Wieviel Teufelswerk braucht ein Kunstwerk: Ein Theaterdirektor gibt dem jungen Komponisten Henri
den Auftrag zu einer Faust-Oper. Zeit und Geld spielen keine Rolle. Doch statt mit der Arbeit zu beginnen, genießt Henri den unverhofften Wohlstand, lenkt sich mit Reisen ab und amüsiert sich mit Maggy und Greta.
Ein Künstler zwischen Pflicht und Neigung. Unversehens wird Henri zum modernen Faust, der
zwielichtige Auftraggeber sein Mephisto. Der sieht seinen Pakt in Gefahr und wendet sich an das
Publikum. Dies allein soll, mittels eines raffinierten Regelwerks, über Verlauf und Finale von Musik und
Story entscheiden. Endet der sympathische Held gescheitert in der Gosse? Gibt es ein privates Glück?
Oder ein unter Entbehrungen entstandenes Meisterwerk?
Künstler-Zwänge: Der Belgier Henri Pousseur zählt zu den "eigenwilligsten, phantasievollsten und
originellsten Köpfen der musikalischen Nachkriegsavantgarde" (FAZ). "Votre Faust" ist seine einzige
Oper, uraufgeführt 1969 am Kleinen Haus der Mailänder Scala, und entstanden vor dem Hintergrund
der sozialen, kulturellen und politischen Umwälzungen seiner Zeit. Pousseur und der französische
Romancier Michel Butor thematisieren entsprechend auf fulminante und amüsante Weise das Genre
Oper in seinem Beziehungsgeflecht zwischen künstlerischem Anspruch, ökonomischen Gegebenheiten
und dem Publikum. Sie spielen mit biographischen Selbstreflexionen und greifen tief in den Zitatenschatz von Literatur und Musik. Marlowe, Goethe, Gerard de Nerval, ein Sonett von Petrarca
werden mit Motiven von Mozart, Gluck, Offenbach, Webern, Stockhausen und Berio anspielungsreich
zu einer musikalisch-literarischen Collage zusammengefügt. "Eine virtuose Faust-Parodie" schrieb die
Süddeutsche Zeitung und Der Spiegel: "Eines der wichtigsten Werke der Nachkriegszeit." Pousseur geht
dabei unabhängige Wege und verweigert sich den rigiden Ausgrenzungstendenzen der Musik-Avantgarde. Damit gilt er vielen als Renegat. Erst nach Rückschlägen wird "Votre Faust", mit
Unterstützung von Luciano Berio, in Mailand gezeigt. Leider nur in unvollständiger Form.

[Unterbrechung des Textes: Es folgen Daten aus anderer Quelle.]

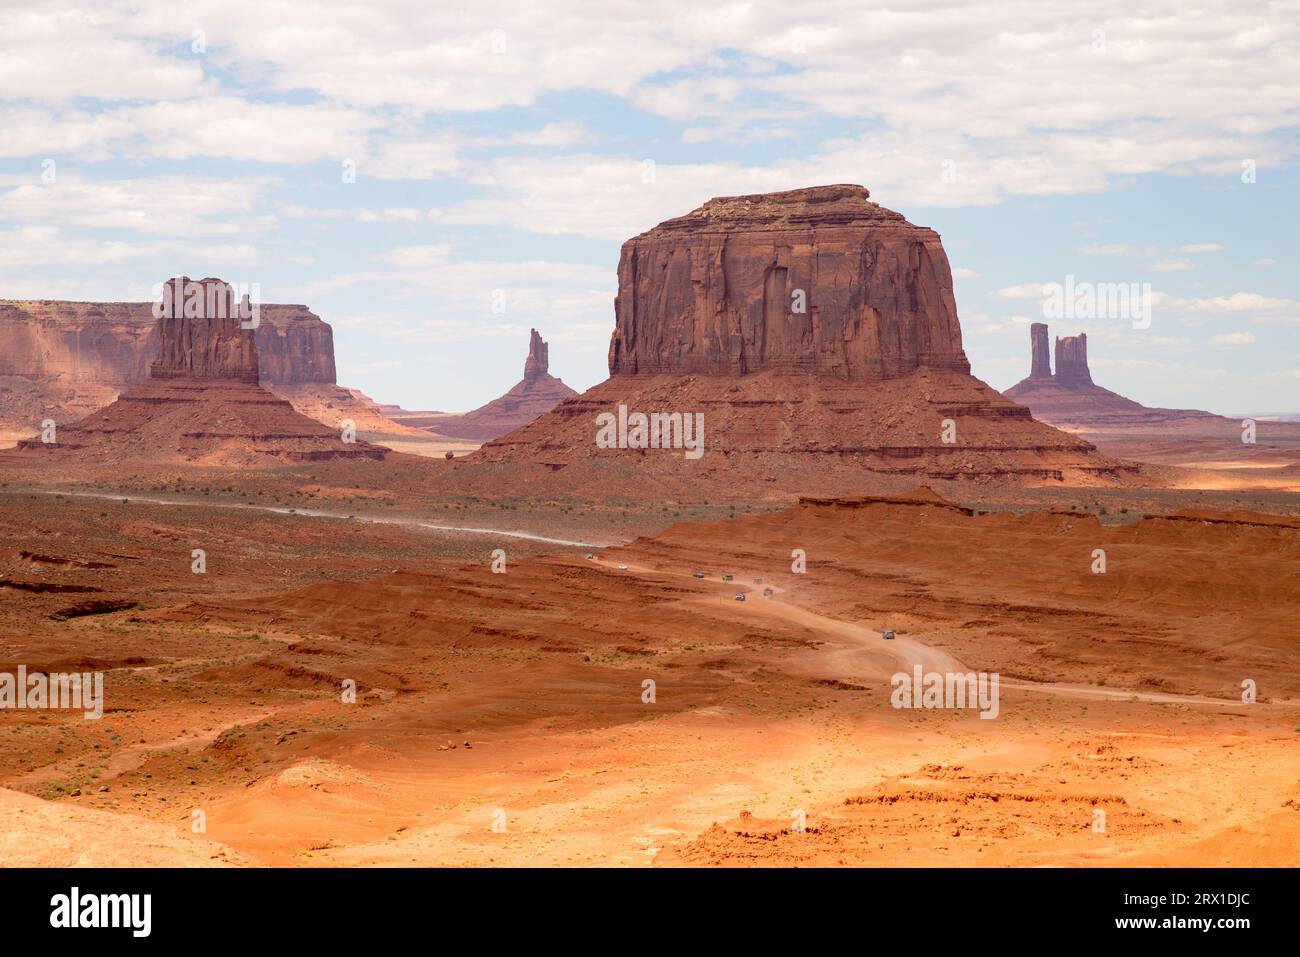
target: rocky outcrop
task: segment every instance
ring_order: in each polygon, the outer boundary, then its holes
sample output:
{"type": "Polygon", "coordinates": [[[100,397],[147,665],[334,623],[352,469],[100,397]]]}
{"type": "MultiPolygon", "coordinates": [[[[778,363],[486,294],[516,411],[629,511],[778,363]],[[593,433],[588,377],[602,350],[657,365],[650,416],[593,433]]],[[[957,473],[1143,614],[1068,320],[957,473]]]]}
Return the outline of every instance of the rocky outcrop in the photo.
{"type": "Polygon", "coordinates": [[[410,415],[399,423],[418,426],[438,435],[486,442],[527,425],[565,399],[578,393],[551,375],[550,348],[536,329],[528,340],[524,377],[505,395],[464,415],[410,415]]]}
{"type": "Polygon", "coordinates": [[[1108,429],[1185,432],[1210,429],[1235,437],[1239,423],[1197,409],[1153,409],[1103,389],[1088,368],[1088,336],[1056,338],[1056,372],[1046,366],[1047,324],[1029,327],[1029,377],[1003,394],[1029,408],[1034,418],[1075,431],[1108,429]]]}
{"type": "Polygon", "coordinates": [[[0,375],[124,389],[149,375],[149,303],[0,302],[0,375]]]}
{"type": "MultiPolygon", "coordinates": [[[[283,304],[263,304],[259,320],[263,385],[291,400],[336,390],[328,323],[283,304]]],[[[153,303],[0,301],[0,441],[31,435],[47,418],[73,421],[104,408],[149,377],[159,349],[153,303]]]]}
{"type": "Polygon", "coordinates": [[[528,358],[524,360],[524,381],[534,382],[551,368],[551,349],[536,329],[529,331],[528,358]]]}
{"type": "Polygon", "coordinates": [[[867,196],[715,199],[629,240],[610,378],[457,468],[688,501],[1131,476],[970,375],[939,236],[867,196]],[[648,439],[624,428],[637,414],[648,439]]]}
{"type": "Polygon", "coordinates": [[[260,317],[220,279],[169,280],[153,311],[158,345],[149,378],[86,418],[66,425],[56,420],[52,441],[21,441],[21,452],[99,464],[218,467],[388,453],[351,430],[299,414],[258,385],[253,324],[260,317]]]}
{"type": "Polygon", "coordinates": [[[1029,378],[1050,379],[1052,359],[1047,351],[1047,323],[1035,322],[1029,327],[1030,365],[1029,378]]]}
{"type": "Polygon", "coordinates": [[[334,385],[334,330],[302,305],[262,306],[257,327],[262,382],[279,385],[334,385]]]}
{"type": "MultiPolygon", "coordinates": [[[[153,306],[0,301],[0,376],[118,391],[143,382],[158,354],[153,306]]],[[[260,313],[255,339],[263,382],[334,383],[328,323],[301,305],[264,303],[260,313]]]]}
{"type": "Polygon", "coordinates": [[[1067,389],[1092,385],[1092,373],[1088,371],[1087,333],[1056,337],[1056,381],[1067,389]]]}
{"type": "Polygon", "coordinates": [[[169,279],[155,308],[158,358],[151,379],[258,379],[253,323],[247,301],[220,279],[169,279]]]}
{"type": "Polygon", "coordinates": [[[868,196],[722,197],[628,240],[610,375],[968,373],[939,235],[868,196]]]}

Die Macht des Publikums: Die Berliner Erstaufführung nimmt das idealistisch-fantastische
Musiktheater von Henri Pousseur und Michel Butor beim Wort und präsentiert "Votre Faust"
vollständig in seiner von seinen Schöpfern intendierten Form. Die Zuschauer finden sich mit
zwölf Musikern, einem Sängerquartett und fünf Schauspielern auf einem Jahrmarkt wieder, dem
Ort der ultimativen Unterhaltung. Es gibt Attraktionen und Verkaufsbuden: Tiere, Geldspiele,
Schießstände, Zuckerwatte, Hühnersuppe, Wein und Bier. Bildende Künstler wurden eingeladen,
die Buden für "Votre Faust" zu gestalten. Sie sind ebenso präsent wie das Regieteam. Das
Publikum soll mit allen ins Gespräch kommen.
Theatermaske und -garderoben sind sichtbar. Spannend wird, aus heutiger Sicht, ob das Publikum sich
von Pousseurs und Butors Enthusiasmus für ein demokratisches Experiment aus dem Geist der 68er
Revolte anstecken lässt oder ob es, von Castingshows und Mitmachtheater ermüdet, auf seiner Rolle als Konsument beharrt.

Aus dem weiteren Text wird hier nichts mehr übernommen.